Bear Stearns Mortgage Pass-Through Litigation
|Court:||United States District Court, Southern District of New York|
|Judge:||Hon. Laura Taylor Swain|
|Case Contacts:||David R. Stickney, Jeroen van Kwawegen, Matthew P. Jubenville, Jonathan D. Uslaner, Laurence Reza Wrathall|
This class action alleges violations of the Securities Act arising from Bear Stearns & Company, Inc.'s ("BSC") sale of mortgage pass-through certificates using false and misleading offering documents. The offering documents contained false and misleading statements related to, inter alia, (1) the underwriting guidelines used to originate the mortgage loans underlying the certificates; and (2) the accuracy of the appraisals for the properties underlying the certificates. The Defendants include BSC, Bear Stearns Asset Backed Securities I ("BSABS") and Structured Asset Mortgage Investments II, Inc. ("SAMI") (the BSC subsidiaries that issued the Certificates) and various BSABS and SAMI officers.
On December 23, 2009, the Honorable Laura Taylor Swain issued an order consolidating all previously-filed Bear Stearns pass-through cases under the caption In re Bear Stearns Mortgage Pass-Through Certificates Litigation, Master file No. 08-Civ. 8093 (LTS) (KNF). Concurrently, Judge Swain appointed BLB&G client the Public Employees' Retirement System of Mississippi and the New Jersey Carpenters Health Fund as co-lead plaintiffs and appointed BLB&G and Cohen Milstein Sellers & Toll PLLC to serve as co-lead counsel.
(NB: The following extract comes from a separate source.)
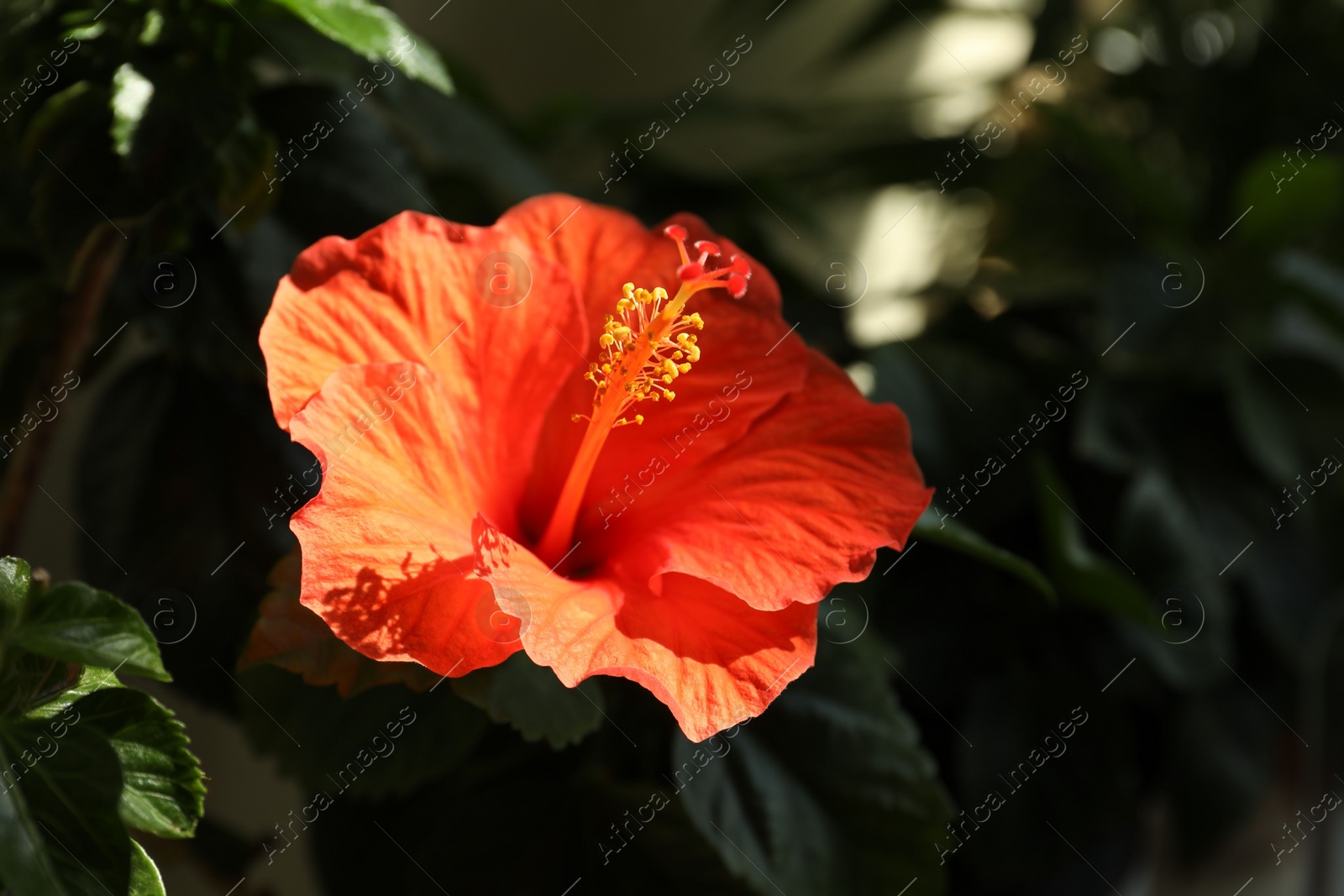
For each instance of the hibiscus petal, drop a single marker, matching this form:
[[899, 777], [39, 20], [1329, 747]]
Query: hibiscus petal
[[291, 636], [711, 658], [795, 508], [745, 342], [420, 289], [387, 540]]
On March 30, 2012, Judge Swain issued an order sustaining Plaintiffs’ claims for violation of Sections 11, 12 and 15 of the Securities Act related to untrue statements and omissions regarding underwriting standards and appraisals. The Court concluded that Plaintiffs’ claims were timely because Plaintiffs could not have pled facts sufficient to survive a motion to dismiss prior to one year before the complaints were filed. Further, the Court held that the filing of the complaints tolled the statute of repose for all members of the class, even where the original plaintiffs lacked standing to bring some claims. The Court also concluded that Plaintiffs had adequately pled cognizable injury, and that loan repurchase was not the sole remedy available to Plaintiffs. Finally, the Court concluded that Plaintiffs, who purchased select tranches of each offering at issue, had standing to represent all investors in those offerings.